In Forgotten Tales of Pittsburgh I was expecting to read about the not forgotten tales of Pittsburgh like the “fourth river” or the mysterious military plane the allegedly crashed into the Monongahela River and disappeared. I was pleasantly surprised that this was really about forgotten tales; some tragic, some funny, and some enlightening. I don’t know if you have to be from the Pittsburgh area to enjoy this, but it did make it more enjoyable to visualize where some of the events took place. In fact I took a ride this morning to see one of the places and drove on one of the other places that author Thomas White described.

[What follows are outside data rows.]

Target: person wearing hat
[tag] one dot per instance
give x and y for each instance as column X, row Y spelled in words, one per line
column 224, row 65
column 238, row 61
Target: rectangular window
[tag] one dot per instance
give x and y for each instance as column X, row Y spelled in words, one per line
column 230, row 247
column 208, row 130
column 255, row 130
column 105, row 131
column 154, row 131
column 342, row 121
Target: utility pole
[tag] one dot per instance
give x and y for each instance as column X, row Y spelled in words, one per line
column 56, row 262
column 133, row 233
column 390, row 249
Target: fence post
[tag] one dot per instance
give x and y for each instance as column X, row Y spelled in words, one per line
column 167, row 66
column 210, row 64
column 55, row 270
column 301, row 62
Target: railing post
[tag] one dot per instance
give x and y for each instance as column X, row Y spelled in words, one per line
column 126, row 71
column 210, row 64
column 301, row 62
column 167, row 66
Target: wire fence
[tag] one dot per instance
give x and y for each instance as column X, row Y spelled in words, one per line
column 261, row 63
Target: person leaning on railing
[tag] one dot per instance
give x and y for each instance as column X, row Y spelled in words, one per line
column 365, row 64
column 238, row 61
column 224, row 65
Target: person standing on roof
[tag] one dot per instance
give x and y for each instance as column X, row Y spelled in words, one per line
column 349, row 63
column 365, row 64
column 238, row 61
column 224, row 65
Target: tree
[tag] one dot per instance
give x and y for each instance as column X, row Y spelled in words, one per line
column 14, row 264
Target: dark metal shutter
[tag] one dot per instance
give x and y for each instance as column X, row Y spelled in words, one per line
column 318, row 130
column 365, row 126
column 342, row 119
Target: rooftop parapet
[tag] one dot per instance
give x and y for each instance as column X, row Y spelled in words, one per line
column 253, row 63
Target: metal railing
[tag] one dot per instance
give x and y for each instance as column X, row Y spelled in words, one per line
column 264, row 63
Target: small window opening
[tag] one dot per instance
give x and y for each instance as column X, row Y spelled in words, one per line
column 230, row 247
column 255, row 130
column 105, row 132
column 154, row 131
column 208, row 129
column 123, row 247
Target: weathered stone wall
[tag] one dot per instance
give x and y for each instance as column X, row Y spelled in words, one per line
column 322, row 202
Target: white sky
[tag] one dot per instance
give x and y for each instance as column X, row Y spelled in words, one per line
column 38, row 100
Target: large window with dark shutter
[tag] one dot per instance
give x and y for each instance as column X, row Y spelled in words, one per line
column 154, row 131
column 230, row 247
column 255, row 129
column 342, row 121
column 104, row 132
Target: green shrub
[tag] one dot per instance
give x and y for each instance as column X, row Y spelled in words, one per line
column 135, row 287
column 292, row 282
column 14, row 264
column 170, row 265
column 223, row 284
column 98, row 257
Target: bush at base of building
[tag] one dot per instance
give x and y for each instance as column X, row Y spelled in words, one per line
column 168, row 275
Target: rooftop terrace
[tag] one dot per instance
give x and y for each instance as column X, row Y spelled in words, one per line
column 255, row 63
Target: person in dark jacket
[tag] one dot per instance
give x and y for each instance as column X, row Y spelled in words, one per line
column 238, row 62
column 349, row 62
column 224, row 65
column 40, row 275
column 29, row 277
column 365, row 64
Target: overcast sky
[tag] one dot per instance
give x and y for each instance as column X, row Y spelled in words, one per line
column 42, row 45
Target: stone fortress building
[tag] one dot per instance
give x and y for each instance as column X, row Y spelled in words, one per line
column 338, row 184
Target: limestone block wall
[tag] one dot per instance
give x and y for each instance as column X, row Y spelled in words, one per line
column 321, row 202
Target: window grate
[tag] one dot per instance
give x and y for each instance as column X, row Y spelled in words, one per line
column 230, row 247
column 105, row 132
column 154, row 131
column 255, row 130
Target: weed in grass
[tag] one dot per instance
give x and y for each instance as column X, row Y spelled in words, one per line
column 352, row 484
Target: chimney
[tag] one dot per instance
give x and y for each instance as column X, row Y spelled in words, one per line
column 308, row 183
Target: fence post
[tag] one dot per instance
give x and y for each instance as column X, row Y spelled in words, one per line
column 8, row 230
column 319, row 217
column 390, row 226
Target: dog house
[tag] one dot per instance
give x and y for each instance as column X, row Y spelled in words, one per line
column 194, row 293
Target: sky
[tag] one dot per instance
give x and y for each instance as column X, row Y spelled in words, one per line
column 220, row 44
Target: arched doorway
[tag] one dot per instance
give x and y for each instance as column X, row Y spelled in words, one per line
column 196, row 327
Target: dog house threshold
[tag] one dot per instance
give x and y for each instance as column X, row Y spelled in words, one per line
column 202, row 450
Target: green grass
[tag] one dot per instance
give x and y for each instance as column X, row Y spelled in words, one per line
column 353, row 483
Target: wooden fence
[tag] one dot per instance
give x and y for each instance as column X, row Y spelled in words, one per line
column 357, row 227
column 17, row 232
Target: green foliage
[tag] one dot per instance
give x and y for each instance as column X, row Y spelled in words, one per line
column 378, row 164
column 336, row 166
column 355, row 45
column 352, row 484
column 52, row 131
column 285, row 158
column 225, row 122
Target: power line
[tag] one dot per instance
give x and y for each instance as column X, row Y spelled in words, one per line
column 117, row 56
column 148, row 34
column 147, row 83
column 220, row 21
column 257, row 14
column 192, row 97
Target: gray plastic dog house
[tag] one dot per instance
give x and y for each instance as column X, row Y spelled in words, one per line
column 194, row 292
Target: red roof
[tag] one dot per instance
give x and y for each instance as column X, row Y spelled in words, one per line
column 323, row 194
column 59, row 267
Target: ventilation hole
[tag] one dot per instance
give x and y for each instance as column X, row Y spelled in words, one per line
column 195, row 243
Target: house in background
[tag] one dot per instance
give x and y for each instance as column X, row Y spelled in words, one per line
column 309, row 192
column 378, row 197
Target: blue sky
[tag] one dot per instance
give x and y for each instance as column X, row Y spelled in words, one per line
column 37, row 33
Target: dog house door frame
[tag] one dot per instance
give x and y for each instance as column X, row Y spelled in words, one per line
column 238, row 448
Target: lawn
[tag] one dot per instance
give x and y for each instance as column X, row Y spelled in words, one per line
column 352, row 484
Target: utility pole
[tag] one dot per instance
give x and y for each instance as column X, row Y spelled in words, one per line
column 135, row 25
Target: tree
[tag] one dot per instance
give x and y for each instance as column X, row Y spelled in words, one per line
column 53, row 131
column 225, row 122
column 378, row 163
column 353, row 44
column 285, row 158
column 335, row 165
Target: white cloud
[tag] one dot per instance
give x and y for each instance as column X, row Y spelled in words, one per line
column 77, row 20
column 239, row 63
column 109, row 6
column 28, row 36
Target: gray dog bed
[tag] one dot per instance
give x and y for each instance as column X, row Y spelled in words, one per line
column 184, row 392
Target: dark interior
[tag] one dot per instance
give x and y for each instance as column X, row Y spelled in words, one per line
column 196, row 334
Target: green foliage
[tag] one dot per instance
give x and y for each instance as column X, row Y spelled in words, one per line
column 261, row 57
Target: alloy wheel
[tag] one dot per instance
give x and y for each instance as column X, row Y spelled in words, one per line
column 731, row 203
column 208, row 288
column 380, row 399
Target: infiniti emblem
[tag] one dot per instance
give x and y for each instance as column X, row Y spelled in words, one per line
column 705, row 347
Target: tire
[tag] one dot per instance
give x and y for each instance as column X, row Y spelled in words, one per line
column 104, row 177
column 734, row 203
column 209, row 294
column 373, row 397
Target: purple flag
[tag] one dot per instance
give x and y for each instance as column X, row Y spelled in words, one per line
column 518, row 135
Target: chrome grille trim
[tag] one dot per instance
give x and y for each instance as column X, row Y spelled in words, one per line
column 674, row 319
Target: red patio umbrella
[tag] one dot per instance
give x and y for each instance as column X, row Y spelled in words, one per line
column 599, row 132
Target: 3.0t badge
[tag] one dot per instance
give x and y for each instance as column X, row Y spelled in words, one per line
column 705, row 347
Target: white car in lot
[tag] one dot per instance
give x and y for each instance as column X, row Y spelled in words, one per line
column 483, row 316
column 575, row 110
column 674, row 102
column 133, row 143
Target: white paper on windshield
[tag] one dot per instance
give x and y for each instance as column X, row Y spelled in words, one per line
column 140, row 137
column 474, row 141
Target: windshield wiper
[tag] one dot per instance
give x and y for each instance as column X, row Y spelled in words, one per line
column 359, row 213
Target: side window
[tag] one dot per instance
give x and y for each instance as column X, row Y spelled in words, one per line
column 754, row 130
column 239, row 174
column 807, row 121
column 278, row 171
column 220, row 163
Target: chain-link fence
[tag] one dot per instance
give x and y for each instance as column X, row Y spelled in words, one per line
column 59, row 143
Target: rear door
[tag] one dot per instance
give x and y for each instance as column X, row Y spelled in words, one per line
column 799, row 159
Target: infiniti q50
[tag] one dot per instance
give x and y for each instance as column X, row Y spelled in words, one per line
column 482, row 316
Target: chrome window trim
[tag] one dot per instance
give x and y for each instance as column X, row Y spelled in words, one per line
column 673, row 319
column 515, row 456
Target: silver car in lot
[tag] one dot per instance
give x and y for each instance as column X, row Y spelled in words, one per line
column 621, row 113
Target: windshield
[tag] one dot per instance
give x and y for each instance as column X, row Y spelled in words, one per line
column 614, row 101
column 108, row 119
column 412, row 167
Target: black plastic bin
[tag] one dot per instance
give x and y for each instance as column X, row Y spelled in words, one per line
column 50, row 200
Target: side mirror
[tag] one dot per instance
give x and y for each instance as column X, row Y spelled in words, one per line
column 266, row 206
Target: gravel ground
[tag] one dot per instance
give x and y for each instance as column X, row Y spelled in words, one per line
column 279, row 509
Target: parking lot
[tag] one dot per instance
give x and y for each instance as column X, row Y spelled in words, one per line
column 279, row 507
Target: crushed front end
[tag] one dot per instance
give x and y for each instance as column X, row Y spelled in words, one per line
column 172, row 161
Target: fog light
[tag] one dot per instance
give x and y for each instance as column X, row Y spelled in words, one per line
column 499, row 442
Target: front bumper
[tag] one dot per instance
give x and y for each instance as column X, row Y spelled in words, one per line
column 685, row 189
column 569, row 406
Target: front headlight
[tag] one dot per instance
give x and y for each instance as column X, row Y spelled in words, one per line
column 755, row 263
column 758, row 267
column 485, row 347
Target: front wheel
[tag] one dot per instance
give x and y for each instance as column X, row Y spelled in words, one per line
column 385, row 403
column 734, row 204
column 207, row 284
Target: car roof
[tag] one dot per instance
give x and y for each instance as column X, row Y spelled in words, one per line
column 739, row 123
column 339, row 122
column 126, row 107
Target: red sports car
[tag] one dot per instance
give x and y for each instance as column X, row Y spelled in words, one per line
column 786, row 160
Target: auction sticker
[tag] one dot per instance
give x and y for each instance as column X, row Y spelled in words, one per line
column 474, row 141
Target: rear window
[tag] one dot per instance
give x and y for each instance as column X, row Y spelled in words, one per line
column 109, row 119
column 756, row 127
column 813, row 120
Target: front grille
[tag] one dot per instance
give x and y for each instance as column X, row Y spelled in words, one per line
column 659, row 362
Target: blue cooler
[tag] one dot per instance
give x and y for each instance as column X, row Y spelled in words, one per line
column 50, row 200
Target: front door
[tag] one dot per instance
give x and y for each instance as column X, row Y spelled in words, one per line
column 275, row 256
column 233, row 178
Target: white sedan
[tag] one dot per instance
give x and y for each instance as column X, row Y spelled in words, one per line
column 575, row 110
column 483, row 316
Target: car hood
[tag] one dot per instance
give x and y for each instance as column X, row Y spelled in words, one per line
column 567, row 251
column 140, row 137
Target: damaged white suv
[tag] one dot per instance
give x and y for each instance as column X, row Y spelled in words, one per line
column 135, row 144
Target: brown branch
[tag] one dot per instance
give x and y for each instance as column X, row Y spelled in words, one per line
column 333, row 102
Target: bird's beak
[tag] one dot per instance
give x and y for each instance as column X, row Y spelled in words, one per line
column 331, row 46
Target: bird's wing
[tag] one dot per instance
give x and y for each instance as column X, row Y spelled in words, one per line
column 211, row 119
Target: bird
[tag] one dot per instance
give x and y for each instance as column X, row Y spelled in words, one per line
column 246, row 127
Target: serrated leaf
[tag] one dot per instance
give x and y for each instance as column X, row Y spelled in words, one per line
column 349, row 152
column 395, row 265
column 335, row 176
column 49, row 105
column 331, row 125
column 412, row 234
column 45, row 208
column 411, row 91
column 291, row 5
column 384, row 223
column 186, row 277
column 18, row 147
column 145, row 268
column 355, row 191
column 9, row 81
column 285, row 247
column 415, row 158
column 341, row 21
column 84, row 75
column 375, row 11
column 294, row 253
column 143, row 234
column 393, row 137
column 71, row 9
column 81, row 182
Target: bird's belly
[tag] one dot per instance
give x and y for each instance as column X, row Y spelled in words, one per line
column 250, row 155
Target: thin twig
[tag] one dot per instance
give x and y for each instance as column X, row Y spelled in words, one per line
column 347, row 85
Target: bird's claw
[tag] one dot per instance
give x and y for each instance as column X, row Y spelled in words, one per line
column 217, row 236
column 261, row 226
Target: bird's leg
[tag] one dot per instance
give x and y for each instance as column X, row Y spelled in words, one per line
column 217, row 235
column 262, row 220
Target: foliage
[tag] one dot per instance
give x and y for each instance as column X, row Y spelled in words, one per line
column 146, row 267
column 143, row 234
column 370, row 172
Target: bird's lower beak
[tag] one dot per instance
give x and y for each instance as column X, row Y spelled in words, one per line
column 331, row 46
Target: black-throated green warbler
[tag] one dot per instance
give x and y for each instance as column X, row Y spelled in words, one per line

It seems that in the mid to late 1800s roads were so poorly maintained (sounds much like today) that some enterprising folks took it upon themselves to make toll roads by laying wooden planks to create roads. One of the longest and busiest was Butler Plank Road. I actually drive by and use this road daily. I could never understand why it bore that name.
Those of us who have interest in Pittsburgh’s history can be a little snotty and no example is better than the Lewis and Clark Expedition. There was much national ballyhoo years ago when there were celebrations over the anniversary. Pittsburghers were screaming for attention to remind media-types that their expedition actually started here. Many believed that it started in Elizabeth, Pa just south of Pittsburgh. This was where it was generally believed that Lewis had his boat built. Thomas White makes a good argument that perhaps the boat was actually constructed in Pittsburgh at a boatyard on the Monongahela River.
My destination today was a local cemetary located on Cemetary Lane in Pittsburgh’s North Hills where Charles Taze Russell is buried. Minister Russell is famous for founding the Jehovah’s Witnesses. There is a unique pyramid monument near Russell’s grave. Something came over me as I read this and I had to see it for myself.
I thoroughly enjoyed the Tales and highly recommend them for all Pittsburghers.